As to where the good conservative Republican King might stand today on the issues of gay rights, let us look at what he did regarding the March on Washington for Jobs and Freedom back in 1963. In the face of considerable criticism, King insisted that Bayard Rustin be a principle organizer and director of the march. Rustin was controversial because he had been a member of the Communist Party and he had been in jail several times for refusing to serve in the military. Rustin had also been busted several times for homosexual acts. Senator Strom Thurmond as a Democrat in 1963 called Rustin a "Communist, draft-dodger, and homosexual." I found no evidence that Thurmond retracted that statement upon becoming a Republican in 1964.
Instead of making a splendid contemporary Republican, former Republican Senator Jesse Helms perhaps best typified the former Dixiecrat turned conservative Republican view that "King associated with identified members of the Communist Party . . ." Such a view had also been held by many white southerners including the Reverend Jerry Falwell who was part of the movement to start private "Christian" schools to keep white children from having to go to school with blacks.
Readily granted, King's father had been a registered Republican at one point. But then MLK, Sr. in 1960 openly endorsed John Fitzgerald Kennedy, Jr. In that era when Rice claims that most blacks were Republicans, 70 per cent of black neighborhoods voted for Kennedy. By 1964, 94 percent of blacks voted for LBJ. The same percentage voted for Hubert Humphrey in 1968. The former Republican MLK, Sr. promoted Jimmy Carter and deliver the invocations at 1976 and 1980 Democratic National Conventions. That was very Republican of him.
As to the younger King's politics, the hope had been for many that in 1968 that King would run for president on an anti poverty and antiwar agenda with Dr. Benjamin Spock as his vice-presidential candidate. By that point in his career, King's attacks on capitalism, militarism and racism had grown so controversial that even the National Association for the Advancement of Colored People (NAACP) said that: "To attempt to merge the civil rights movement with the peace movement will serve the cause neither of civil rights nor of peace."
In short, to act as if Martin Luther King, Jr. would be a Republican today is baseless propaganda. The Republican party today would not even welcome Abraham Lincoln, who never even belonged to a church, much less an anticapitalist radical like Dr. King. The Republican party today has become the party of the descendants of slave owners while their former party now is the preference for the descendants of slaves. There is no unbroken line of consistency on civil rights by either major political party and it is outrageous to assert that either party has an exclusive claim to having been the champion of civil rights.

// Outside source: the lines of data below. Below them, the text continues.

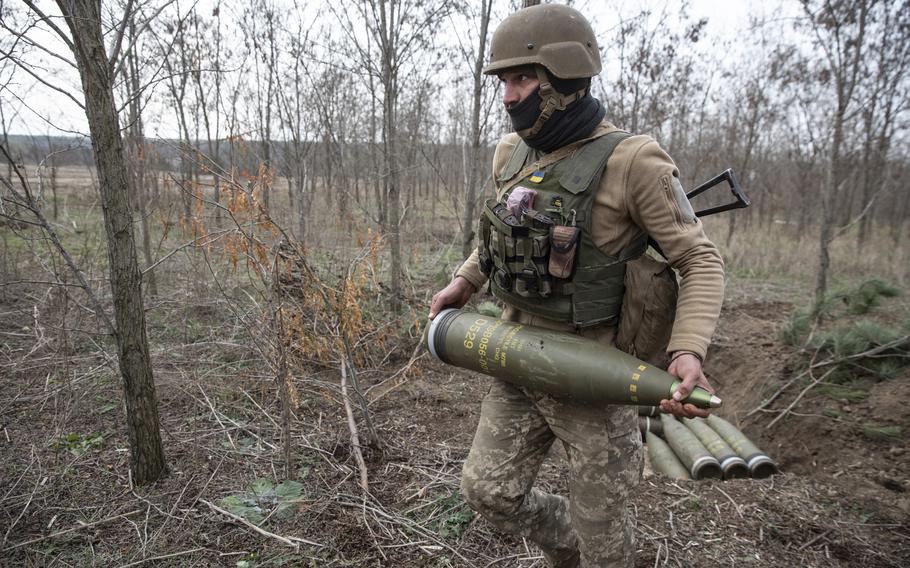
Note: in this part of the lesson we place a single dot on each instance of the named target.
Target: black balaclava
(575, 122)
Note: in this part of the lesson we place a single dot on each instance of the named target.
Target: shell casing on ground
(648, 424)
(760, 465)
(731, 464)
(663, 460)
(559, 363)
(692, 453)
(649, 411)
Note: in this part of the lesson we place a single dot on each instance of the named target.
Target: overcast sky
(727, 24)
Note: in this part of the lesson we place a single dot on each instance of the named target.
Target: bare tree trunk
(147, 462)
(476, 169)
(139, 158)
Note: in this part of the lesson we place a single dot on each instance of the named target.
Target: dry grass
(65, 495)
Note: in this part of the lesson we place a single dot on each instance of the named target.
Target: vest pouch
(540, 251)
(648, 310)
(565, 246)
(526, 283)
(502, 279)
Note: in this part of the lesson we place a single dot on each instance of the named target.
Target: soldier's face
(517, 85)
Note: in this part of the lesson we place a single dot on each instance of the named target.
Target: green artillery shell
(648, 424)
(760, 465)
(663, 460)
(691, 452)
(558, 363)
(731, 464)
(649, 411)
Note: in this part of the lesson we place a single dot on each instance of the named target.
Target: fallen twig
(74, 529)
(799, 397)
(289, 541)
(352, 426)
(162, 557)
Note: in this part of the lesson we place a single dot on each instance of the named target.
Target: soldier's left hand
(687, 368)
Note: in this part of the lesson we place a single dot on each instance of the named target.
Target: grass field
(66, 498)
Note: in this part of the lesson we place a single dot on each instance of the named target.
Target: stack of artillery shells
(697, 448)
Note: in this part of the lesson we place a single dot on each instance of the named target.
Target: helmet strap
(551, 101)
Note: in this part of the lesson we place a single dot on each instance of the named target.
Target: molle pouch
(520, 200)
(526, 283)
(563, 248)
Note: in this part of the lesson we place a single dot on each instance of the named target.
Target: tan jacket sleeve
(470, 269)
(651, 197)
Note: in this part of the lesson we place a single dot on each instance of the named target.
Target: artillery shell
(731, 464)
(558, 363)
(663, 460)
(760, 465)
(648, 424)
(697, 459)
(649, 411)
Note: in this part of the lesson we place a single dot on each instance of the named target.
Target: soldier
(596, 192)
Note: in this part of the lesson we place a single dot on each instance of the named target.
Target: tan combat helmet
(552, 35)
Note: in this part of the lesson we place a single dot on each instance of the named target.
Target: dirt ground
(841, 500)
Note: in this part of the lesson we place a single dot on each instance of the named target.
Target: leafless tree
(86, 41)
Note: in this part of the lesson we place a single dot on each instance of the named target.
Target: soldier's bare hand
(687, 368)
(455, 295)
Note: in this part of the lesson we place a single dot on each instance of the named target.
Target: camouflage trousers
(593, 527)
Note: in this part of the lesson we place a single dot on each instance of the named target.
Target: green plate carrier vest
(515, 252)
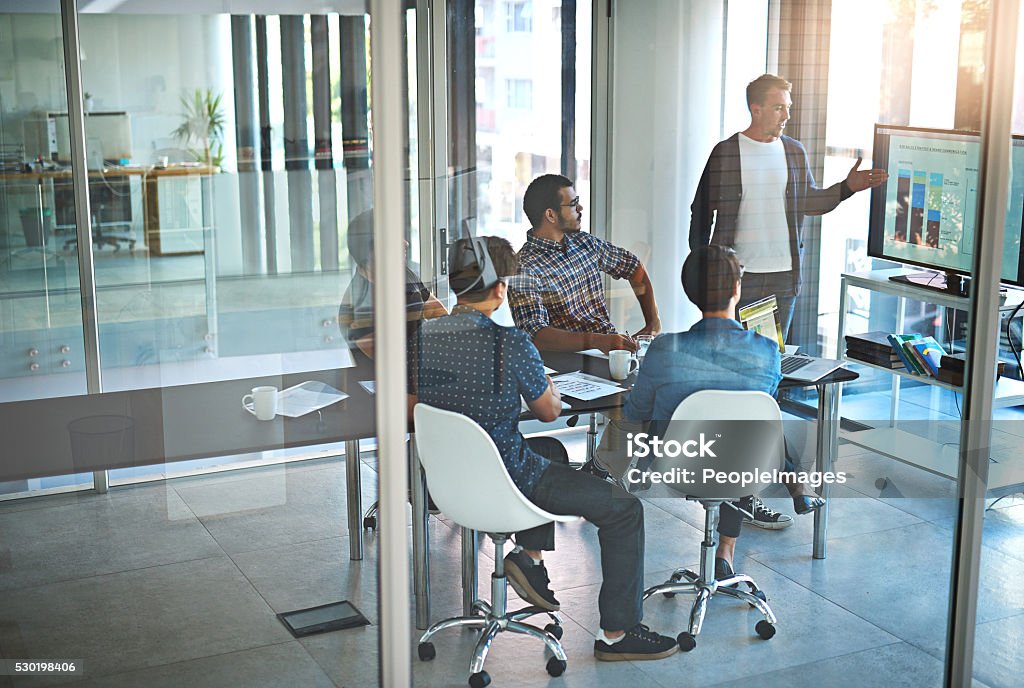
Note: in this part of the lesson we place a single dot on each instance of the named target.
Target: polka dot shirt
(472, 366)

While the evidence is certainly compelling I do not claim to be an expert on plagiarism so I do not know if the charges of plagiarism are true or not. To me what is even more egregious is Rice's email response to charges of plagiarism and intellectual dishonesty. The chairman of the National Black Republican Association responded that:
"It's hard to imagine a more transparent and deliberate racial assault on a black woman, least of all a retired military officer who served her country for 20 years. In his posting entitled 'false groundswell letter,' liberal white Democrat John Patton [sic] attacked me, a black woman veteran who happens to be a Republican."